Achats en zone duty free

Les liquides achetés après le contrôle de sécurité, en zone duty free, ne sont pas soumis à la limite de 100 ml pour le vol au départ. Ils doivent toutefois rester dans leur sac scellé avec le reçu visible. En cas de correspondance avec un nouveau contrôle de sécurité dans un autre aéroport, ces achats peuvent être confisqués si le sac scellé a été ouvert ou si l’aéroport de transit applique des règles différentes.

Vue de dessus de flacons de liquides de voyage de 100ml et sac transparent zippé d'un litre pour bagage cabine

Scanners de nouvelle génération et coexistence des règles dans les aéroports

Plusieurs aéroports européens déploient des scanners de type tomographie qui permettent, à terme, de supprimer la contrainte du sac plastique et de la limite de 100 ml. Cette transition crée une situation peu documentée : dans un même terminal, deux files de contrôle peuvent appliquer des règles différentes.

Une ligne équipée du nouveau scanner autorisera les passagers à garder leurs liquides dans le sac cabine sans les sortir. La ligne voisine, encore dotée d’un scanner classique, exigera le sac transparent d’un litre avec les contenants de 100 ml maximum.

Le passager n’a généralement pas le choix de sa file. La seule stratégie fiable reste de préparer son bagage cabine selon les règles les plus restrictives : sac transparent, contenants de 100 ml, un seul sac par personne. Si le contrôle est assoupli grâce au scanner de dernière génération, c’est un bonus, pas une garantie.

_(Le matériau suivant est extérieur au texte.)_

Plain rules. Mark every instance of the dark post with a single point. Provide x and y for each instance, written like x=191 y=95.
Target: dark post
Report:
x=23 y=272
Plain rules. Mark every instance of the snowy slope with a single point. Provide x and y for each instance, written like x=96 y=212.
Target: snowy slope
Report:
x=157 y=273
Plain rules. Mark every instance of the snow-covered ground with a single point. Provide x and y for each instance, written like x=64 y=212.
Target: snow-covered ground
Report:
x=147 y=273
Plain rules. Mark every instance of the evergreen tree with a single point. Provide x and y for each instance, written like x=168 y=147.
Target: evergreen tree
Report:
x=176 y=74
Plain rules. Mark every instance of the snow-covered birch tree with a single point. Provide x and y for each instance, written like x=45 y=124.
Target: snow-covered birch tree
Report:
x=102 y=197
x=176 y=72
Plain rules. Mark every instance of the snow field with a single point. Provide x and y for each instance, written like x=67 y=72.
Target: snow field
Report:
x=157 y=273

Liquides interdits en cabine, même sous 100 ml

Certains produits restent interdits en cabine quelle que soit leur contenance. La réglementation de sûreté aérienne exclut du bagage à main :

  • Les substances inflammables (essence, alcool à brûler, vernis à ongles contenant de l’acétone en grande concentration)
  • Les produits corrosifs ou toxiques (eau de javel, acides)
  • Les boissons alcoolisées dont le titre dépasse un certain degré sont interdites en cabine dans la plupart des réglementations, et leur transport en soute est lui aussi encadré

Pour l’alcool acheté en duty free, les règles varient selon la compagnie aérienne et la destination. Vérifier les conditions de transport de sa compagnie avant l’achat évite les mauvaises surprises à l’embarquement.

La règle des 100 ml par contenant dans un sac d’un litre restera la norme de référence tant que tous les aéroports n’auront pas achevé leur transition vers les scanners de nouvelle génération. Préparer son bagage cabine en respectant ce cadre, tout en gardant ses justificatifs médicaux à portée de main, reste la méthode la plus sûre pour passer le contrôle de sécurité sans retard ni confiscation.